I’ve been spending a lot of time lately with people whose beliefs about the nature of the universe and the hows and whys of being human couldn’t be more different from my own. But we share the recognition that we can be spiritual together when we leave religion at the door.
For six years, I have been sitting through dharma talks, saying mantras, reading and learning about Buddhism, volunteering for my local center, even trying to see motherhood as a form of practice. But I didn’t think I had committed. I have said here before that I’m not a real Buddhist because I hadn’t taken the Refuge Vow.
It turns out I was. I just decided to formalize it a couple of months back, when I finally took my vow and received the name Karma Dawa Palmo from a teacher that I dearly love.

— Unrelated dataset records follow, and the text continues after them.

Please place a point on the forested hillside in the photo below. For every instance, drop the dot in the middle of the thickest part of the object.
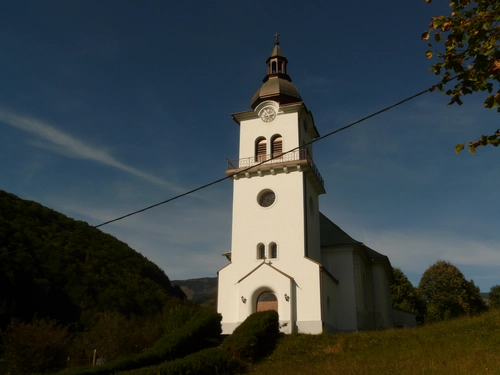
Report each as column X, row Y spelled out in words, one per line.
column 76, row 272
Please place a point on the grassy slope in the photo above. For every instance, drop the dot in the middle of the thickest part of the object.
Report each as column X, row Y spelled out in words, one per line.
column 462, row 346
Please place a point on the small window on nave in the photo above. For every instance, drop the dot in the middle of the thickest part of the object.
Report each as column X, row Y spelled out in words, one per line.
column 260, row 149
column 273, row 250
column 261, row 251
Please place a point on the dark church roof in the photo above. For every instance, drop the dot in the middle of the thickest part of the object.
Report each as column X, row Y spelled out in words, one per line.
column 277, row 84
column 332, row 235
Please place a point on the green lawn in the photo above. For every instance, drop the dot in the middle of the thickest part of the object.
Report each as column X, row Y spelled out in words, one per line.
column 462, row 346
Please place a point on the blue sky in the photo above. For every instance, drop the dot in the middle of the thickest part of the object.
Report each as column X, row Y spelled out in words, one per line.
column 107, row 107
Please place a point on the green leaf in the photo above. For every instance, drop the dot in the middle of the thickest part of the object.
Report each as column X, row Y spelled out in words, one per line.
column 459, row 147
column 487, row 27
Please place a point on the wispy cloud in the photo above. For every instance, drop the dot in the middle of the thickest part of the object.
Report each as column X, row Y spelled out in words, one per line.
column 62, row 143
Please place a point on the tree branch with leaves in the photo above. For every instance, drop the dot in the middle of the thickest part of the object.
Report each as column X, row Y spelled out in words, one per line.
column 470, row 55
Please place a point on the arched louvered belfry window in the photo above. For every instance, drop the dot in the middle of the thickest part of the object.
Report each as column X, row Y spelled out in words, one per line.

The Dalai Lama has said that “All major religions carry the same messages. Messages of love, compassion, forgiveness, tolerance, contentment and self-discipline. I have Muslim friends, Christian friends. All have these same values.”
Oddly enough, being around people who sometimes mention other religions by name, even in the rooms where the rules state that they aren’t supposed to, has helped me get to a place where I could make an outward commitment to my own. I find myself able to be close to people who are endeavoring to live a Christlike life as I try to work to awaken my Buddha nature.
I’ve come to realize that part of the reason Buddhism feels right to me has to do with the things it shares with Christianity, even though the differences are often what brings Westerners like myself to explore it. We share a path of faith.
Well said. Buddhism always fascinated my father and me- It is inclusive and reflective. I was happy to be present when you took your Refuge Vow just as I was pleased to be there when my grandson, your nephew was consecrated in a beautiful old Jewish temple a few weeks later. In our family we are inclusive and strive for love, compassion, forgiveness, tolerance, contentment and self-discipline. All good things I think.
This is lovely. I find that most of my time is not spent questioning, but praying for faith. I have recently been enlightened to the fact that my father doesn’t believe in any type of afterlife (after being a Christian his entire life). I was astounded by the discussion we had and a little saddened, mainly because at his 62 years of life he was questioning…or no longer questioning. Basically, I felt he no longer had faith, and that was confusing to me – actually, it helped me realize I needed to continue my quest for faith.
Thanks Kristin. Does he seem at peace with his new position?